Now you may all commence admiring my adorable hair.
 
 
Miss May
14 May 2009 @ 06:36 pm
The fever I didn't know I had is breaking. Um, yay?

Hopefully this means I will start getting better.
 
 
Miss May
13 May 2009 @ 08:31 pm
(while watching Star Trek)

Me: Bones is amazing!
Dad: I think he's better than the first one!
Me: Shut your whore mouth.
Dad: (stares)
Me: He's not better than the first one. Cuter, maybe. Never better.
Dad: Good point.
 
 
Miss May
12 May 2009 @ 04:45 pm
I know I left before you did, and we didn't really get a chance to say our usual goodbyes. But it wasn't personal, I promise. I just needed to get away for a while, and it had nothing to do with you. Hell, I even missed you. But you didn't have to come back - all the way from the other side of the world, at that - just for me.

I appreciate the effort. But we're okay, I swear. I'll always love you. You know that, right? It's okay for you to go off to other places, see other people for a while, and I'm looking forward to seeing you again in November. I won't have any hard feelings if you don't.

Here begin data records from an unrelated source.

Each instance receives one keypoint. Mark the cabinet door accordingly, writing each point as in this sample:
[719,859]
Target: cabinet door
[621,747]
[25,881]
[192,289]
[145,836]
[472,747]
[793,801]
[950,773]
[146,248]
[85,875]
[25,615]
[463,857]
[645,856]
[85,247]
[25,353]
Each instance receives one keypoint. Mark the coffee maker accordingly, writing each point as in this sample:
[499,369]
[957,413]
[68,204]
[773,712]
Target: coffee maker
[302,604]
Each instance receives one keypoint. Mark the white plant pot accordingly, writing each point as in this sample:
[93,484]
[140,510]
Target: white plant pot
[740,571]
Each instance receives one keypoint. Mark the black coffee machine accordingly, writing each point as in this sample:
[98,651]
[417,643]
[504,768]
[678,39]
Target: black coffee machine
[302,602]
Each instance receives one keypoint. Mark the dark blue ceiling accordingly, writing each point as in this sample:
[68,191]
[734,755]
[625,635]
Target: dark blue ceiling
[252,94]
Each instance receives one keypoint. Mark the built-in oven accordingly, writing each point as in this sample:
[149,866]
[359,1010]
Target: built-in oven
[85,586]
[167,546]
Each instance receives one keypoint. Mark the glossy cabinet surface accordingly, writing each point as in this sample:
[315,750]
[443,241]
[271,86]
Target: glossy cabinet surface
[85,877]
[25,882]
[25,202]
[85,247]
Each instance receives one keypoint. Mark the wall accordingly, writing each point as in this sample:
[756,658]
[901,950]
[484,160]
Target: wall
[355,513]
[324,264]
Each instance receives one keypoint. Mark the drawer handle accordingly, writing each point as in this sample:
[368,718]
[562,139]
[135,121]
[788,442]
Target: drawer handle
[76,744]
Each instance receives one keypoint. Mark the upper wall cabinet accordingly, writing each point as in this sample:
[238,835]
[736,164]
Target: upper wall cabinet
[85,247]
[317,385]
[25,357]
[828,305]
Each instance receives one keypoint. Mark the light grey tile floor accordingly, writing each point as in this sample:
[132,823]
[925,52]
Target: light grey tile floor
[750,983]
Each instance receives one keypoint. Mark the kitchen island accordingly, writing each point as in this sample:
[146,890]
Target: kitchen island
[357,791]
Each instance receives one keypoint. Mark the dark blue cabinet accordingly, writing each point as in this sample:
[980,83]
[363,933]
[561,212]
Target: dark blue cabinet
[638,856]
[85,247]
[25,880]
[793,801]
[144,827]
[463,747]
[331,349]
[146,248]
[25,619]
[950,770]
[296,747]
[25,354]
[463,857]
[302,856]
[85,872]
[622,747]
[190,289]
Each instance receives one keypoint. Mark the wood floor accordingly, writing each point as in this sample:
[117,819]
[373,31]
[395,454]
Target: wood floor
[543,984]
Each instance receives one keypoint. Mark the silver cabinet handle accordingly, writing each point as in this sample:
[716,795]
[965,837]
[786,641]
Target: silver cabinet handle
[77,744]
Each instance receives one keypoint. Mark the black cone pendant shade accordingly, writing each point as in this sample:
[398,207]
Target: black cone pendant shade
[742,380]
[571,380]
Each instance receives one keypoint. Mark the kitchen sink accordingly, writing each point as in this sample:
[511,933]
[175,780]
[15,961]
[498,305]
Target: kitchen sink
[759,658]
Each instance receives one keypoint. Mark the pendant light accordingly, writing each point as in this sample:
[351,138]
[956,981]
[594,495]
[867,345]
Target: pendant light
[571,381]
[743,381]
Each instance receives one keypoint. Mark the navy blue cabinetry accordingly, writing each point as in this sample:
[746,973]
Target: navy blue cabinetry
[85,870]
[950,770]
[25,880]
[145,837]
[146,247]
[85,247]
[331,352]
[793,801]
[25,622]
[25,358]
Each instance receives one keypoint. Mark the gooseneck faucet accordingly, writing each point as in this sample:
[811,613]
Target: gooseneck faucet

But it's okay for us to be apart for a while - I'm willing to let go for a few months if you are.

Okay? You're going to be alright, right?

Dude, please stop crying on my shoulder. I know you care, and I know I left too soon. It won't happen again, I promise. I'll always be there for you.

Just - relax and chill out. I hear New Zealand is nice this time of year.